Most women cheat at some point in their marriage. Oh, they have it very well justified. " *whine* He didn't... He just wasn't... He never..."

And yet, *yuk, yuk* men are constantly accused and joked about because "everyone knows" they cheat.

I find that offensive.

I don't care who you put in front of me. I would never betray my word to Mrs. Foxy. EVER. - Foxy Wizard
I made a promise to her and am committed to her alone. this isn't about guilt or anything else, this is about being a man. -

I wouldn't do it. Just not worth it. Guilt would kill me. - Nate

Every day after, when I gave her a hug, a kiss, and told her how much I love her, I'd be reminded of the promise I'd broken.

And every day that I didn't tell her, when I gave her that kiss, I'd feel like I was continuing to delude and lie to her.

It's not worth it. - Steve

Being female, a male friend's thoughts regarding having cheated on his wife is not a topic I often encounter. But the few I do know of were tortured by guilt for both the personal failing aspect of it and the pain it caused the ones they love. Testimony to the truth of the poll, and Ala's commenters...

But still, the comments were a slap in the face to me. I beg the truth that many (not all!) unmarried men my age are either gay, still immature or not well-suited to marriage (to put it nicely). So, hopefully I have reason to be forgiven for allowing my opinion of men's intentions and capacity for constancy to slide in recent years. But upon recent introspection, I found that I had come to assume the negative rather than the positive on the topic of men, been rather sexist in my views. Were you to ask me, I'd have said nothing derogatory, and believed I was being honest. But I wonder...

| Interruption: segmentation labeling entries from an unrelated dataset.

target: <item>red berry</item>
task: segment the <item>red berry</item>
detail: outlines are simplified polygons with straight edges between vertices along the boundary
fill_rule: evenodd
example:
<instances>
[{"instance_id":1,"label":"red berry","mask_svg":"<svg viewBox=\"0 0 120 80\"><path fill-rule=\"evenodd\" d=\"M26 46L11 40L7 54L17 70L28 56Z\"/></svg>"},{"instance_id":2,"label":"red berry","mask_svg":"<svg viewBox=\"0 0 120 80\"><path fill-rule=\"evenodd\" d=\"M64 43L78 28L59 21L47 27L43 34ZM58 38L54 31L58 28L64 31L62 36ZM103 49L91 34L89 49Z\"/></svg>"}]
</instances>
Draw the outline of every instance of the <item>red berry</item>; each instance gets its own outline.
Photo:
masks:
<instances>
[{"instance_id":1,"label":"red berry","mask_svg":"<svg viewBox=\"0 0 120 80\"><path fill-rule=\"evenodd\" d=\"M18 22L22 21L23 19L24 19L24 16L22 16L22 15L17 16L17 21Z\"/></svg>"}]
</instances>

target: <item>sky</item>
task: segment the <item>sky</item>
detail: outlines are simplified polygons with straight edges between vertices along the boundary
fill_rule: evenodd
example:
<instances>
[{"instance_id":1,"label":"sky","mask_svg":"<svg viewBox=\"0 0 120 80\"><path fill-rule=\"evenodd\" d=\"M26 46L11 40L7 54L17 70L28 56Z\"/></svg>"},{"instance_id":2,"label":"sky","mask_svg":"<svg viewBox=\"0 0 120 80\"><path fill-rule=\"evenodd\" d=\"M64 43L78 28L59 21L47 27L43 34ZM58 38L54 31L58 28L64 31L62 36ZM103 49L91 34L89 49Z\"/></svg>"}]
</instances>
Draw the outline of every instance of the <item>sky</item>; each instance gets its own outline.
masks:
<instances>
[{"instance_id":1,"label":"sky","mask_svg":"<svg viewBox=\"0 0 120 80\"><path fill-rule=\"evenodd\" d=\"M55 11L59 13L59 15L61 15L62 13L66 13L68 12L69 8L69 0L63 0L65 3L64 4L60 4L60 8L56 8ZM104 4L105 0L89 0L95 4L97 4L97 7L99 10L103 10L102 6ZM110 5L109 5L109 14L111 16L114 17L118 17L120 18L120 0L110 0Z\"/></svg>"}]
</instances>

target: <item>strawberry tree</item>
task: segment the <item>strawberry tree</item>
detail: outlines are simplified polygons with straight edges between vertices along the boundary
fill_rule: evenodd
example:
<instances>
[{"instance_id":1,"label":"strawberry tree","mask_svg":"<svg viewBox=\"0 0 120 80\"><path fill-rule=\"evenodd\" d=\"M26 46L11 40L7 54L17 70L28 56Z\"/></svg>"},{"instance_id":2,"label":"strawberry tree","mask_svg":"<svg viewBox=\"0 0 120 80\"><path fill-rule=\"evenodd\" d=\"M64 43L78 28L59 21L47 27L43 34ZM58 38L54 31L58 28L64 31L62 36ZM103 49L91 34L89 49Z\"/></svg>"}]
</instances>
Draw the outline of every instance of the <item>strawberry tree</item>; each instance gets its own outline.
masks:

Warning: navel-gazing and "girl talk" in the "read more" section...

A male friend (remarking on his fascination upon discovering that I was far more complex than he had suspected) once pointed out to me that outside of intimate relationships, we humans rarely give each other credit for being the complicated creatures we each think ourselves; we don't assume the same depth of emotion and breadth of thought in others that we allow ourselves. Add to that the mystery the opposite sex seems to be to all of us, and is it surprising we singles manage to frustrate and antagonize each other so much? (Men and women in successful, very-long-term relationships seem to know how to respect what they don't understand. Those of us without that experience are still learning).

I've been certainly guilty of underestimating/simplifying men in times past. And more recently, as friends have smacked me upside the head over my lack of welcoming response to a flirtation. I had even gone so far as to write with a dismissive wave of hand, "Naval Officers... Pfffttt!"

Who knows whether the flirter I described really meant it or not. Sure, I primarily blame a lack of self-confidence for my default assumption that he didn't mean it, but whatever doubt that could remain was quickly covered by my bigotry-tinged perspective on 40-something single men (particularly of his profession). And so, I gave him no encouragement.

Not fair play on my part, is it? Several married male friends have since pointed out to me how "risky" it is for a man to cross the final line and ask directly for a phone number, which is why they usually didn't. No wonder, if that's the perspective they're up against.

Then again, I can let myself off the hook rather easily: All the good ones are taken, right? [said with lightness/irony]

It's a fine line we older, unattached women walk: on one hand, open enough to be inviting; on the other, self-protected against the smooth types who know how to manipulate our vulnerability. One side of the line (just cut 'em all off at the knees) is easy and lonely, the other (open to the possibilities) is dangerous and holds narrowing odds of success.

Okay, I've officially depressed myself. :P Me? I'm gonna go live my life. If there actually exists a good man out there worthy of my attention, he'll have to figure out how to distract me from it. I'll try not to cut you off at the knees, but... good luck, sir.